Decline in baseball salaries: : It looks like some players might have to sell the vacation home in Palm Springs. Poor bastards. Maybe taking up a collection is in order?
Hey. I don't blame them. I just have no sympathy for them.
posted by sixpacker at 06:45 PM on April 08, 2004
No sympathy at all. 469 AB, 14 HR, 52 RBI, 8 SB, .235 AVG. = $11,850,000 in 2003 And he's back for over $8 million this year. Look, everyone loves to gripe about player salaries and everyone loves to whine about greedy owners, but what it really comes down to is the gripers and whiners. Each of us spends an extraordinary amount of time watching, listening to, reading about, playing, & writing about sports. We come here. We go to ESPN, Sportsline, & MLB. We watch SportsCenter enough to keep it on seven times a day. We flip from YES or NESN to ESPN2 or FoxSports between innings. We play fantasy sports. Our ridiculous interest, and nothing else, generates a proportionately ridiculous amount of money. It's just something to remember the next time your shocked to see that Bobby Higginson is raking in an eight figure salary. If people had this much interest in molecular biology, Dr. David Stalker would be wearing bling-bling and driving an Escalade.
posted by 86 at 08:12 AM on April 09, 2004
Hey. I don't blame them either. But I can be envious and roll my eyes with contempt when they compare themselves to a working man and make comments like the infamous Pete Incaviglia: "People think baseball players make $3 million and $4 million a year. They don't realize that most of us only make $500,000." They get the salaries they get because they are the elitist of the elite, and because supply and demand of and for elite ball players is what it is. But fans have the right not to like it, and fans have the right not to support it. What they don't have is any ability to affect it, unless they stay away en masse, which will never, ever happen. But what is really happening is that the elitist of the elite are commanding more, so a striation is happening between the best and the rookies/utility guys. Which has already happened in basketball and football to some extent.

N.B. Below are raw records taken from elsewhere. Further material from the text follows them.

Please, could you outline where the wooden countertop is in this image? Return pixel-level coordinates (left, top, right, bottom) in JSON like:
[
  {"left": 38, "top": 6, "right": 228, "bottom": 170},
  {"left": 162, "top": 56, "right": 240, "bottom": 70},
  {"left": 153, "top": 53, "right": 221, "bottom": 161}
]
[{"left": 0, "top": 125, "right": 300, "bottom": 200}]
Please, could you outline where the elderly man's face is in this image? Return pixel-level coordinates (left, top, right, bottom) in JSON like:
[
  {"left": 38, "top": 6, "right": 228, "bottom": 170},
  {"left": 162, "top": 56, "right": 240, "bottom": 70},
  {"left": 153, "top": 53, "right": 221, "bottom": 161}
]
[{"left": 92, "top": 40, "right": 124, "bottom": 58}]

posted by vito90 at 08:14 AM on April 09, 2004
I quit baseball cold turkey during the '94 strike. I haven't given MLB a dollar since, and this little downward blip won't change my feelings one iota. More than any other sport, the myopia of the Players' Association and the upper-class of players (as opposed to the rookies & utility guys, who are still doing well, just not necessarily set-up-the-grandkids well) about how astonishingly good they've got it versus the rest of society is, to me at least, revolting.
posted by chicobangs at 09:25 AM on April 09, 2004
It's funny how we all rant and rave about professional athletes and their salaries, but you don't hear too many people complaining about the salaries/bonuses of CEOs. To me, that's more disgusting than anything a player can make.
posted by grum@work at 10:20 AM on April 09, 2004
Actually grum, that is a good point, and one I thought about making, but decided it might be too off-topic. I am just as cynical about CEO salaries. I grant that there may be feasible economic realities driving the escalation of them, but I hate it with the same white-hot intensity I hate escalating player salaries. Two peas from the same pod, IMHO.
posted by vito90 at 10:25 AM on April 09, 2004
Yes. You are correct. We should hate those players for wanting to get paid as much as possible. Perhaps a return to the original system where the owners provided players with an honest wage for an honest day's work. Since you bought into the owners BS about greedy players, show me the resulting drop in ticket prices.